Leaving Little Switzerland, drive south and west along the Blue Ridge Parkway, and savor the views of Mt. Mitchell, the highest peak east of the Mississippi, and the deep woods of the Pisgah National Forest on either side. Break at the century-old Orchard at Altapass (828-765-9531,, and pick up a bushel of Virginia Beauty apples to sustain you on the ride back to Asheville and beyond.

Just before reaching Asheville at mile marker 382, pull into the Southern Highland Craft Guild's Folk Art Center (828-298-7928, Like the Penland School, the Southern Highland Craft Guild was founded to help preserve mountain arts.
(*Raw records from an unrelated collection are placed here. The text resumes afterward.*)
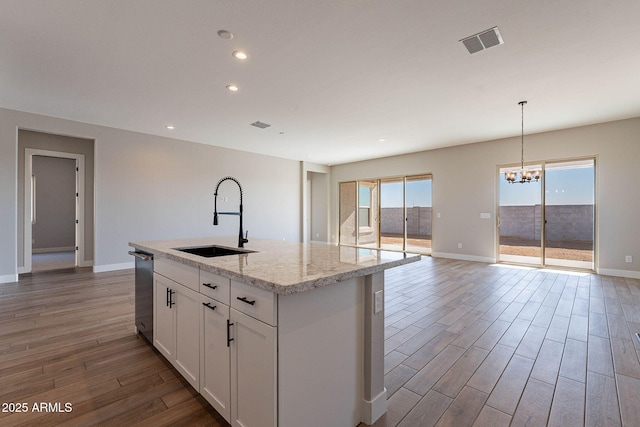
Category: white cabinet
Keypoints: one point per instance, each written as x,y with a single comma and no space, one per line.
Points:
176,326
164,323
215,361
221,335
238,358
253,372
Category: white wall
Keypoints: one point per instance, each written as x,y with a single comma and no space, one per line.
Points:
465,184
149,187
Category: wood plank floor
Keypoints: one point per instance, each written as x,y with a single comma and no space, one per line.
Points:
474,344
466,344
68,337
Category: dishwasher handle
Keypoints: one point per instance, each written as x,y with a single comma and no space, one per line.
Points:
141,255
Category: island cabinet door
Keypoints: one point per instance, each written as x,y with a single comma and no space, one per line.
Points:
253,372
164,332
187,313
215,359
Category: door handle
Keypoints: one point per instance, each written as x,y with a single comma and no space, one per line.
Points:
212,307
244,299
229,339
171,303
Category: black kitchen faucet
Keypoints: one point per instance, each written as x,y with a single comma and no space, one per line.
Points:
241,239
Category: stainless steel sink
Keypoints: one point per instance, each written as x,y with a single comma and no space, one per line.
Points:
212,251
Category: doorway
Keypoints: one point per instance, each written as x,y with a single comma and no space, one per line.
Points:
550,222
54,209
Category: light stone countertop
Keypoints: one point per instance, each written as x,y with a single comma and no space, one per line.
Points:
278,266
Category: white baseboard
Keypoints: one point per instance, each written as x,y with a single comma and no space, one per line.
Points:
113,267
50,250
374,409
463,257
619,273
8,278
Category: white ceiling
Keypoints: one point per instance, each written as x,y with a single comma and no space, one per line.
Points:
332,77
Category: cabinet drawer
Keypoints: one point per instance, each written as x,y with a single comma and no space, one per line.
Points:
257,303
178,272
215,286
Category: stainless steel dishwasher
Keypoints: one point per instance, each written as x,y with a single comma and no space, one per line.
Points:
144,294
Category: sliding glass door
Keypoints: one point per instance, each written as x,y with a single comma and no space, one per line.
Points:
520,220
387,213
392,214
368,214
550,222
418,213
569,213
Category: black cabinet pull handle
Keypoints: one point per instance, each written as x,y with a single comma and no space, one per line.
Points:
244,299
229,339
212,307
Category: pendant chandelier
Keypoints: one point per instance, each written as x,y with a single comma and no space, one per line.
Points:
525,175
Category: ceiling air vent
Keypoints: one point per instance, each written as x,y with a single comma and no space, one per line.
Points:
260,125
483,40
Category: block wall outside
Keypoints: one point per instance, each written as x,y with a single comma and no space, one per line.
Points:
564,222
418,221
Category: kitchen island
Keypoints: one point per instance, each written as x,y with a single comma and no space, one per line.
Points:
283,334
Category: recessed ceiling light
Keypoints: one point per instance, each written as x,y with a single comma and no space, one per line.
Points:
224,34
238,54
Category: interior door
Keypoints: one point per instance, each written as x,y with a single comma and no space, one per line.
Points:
569,214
But in addition to education, the Guild focused on marketing those goods. Today it represents more than 900 craftspeople in nine southeastern states, who produce everything from hand-stitched quilts and split-oak baskets to high-art sculpture and furniture. If you happen to visit between October 19th and 22nd, allow extra time to explore the Guild's annual Craft Fair. Each year, several hundred Guild members set up shop in the Asheville Civic Center to showcase their wares.

LOCAL FARE: Ask any local chef or restaurant worker where to find the best food in town, and most point to Laurey's Catering and Gourmet To Go (828-252-1500, This modest downtown spot changes offerings daily but always features farm-fresh produce in dishes ranging from gazpacho to herb-roasted chicken and, of course, trout (here, grilled and served with gremolata pesto salad).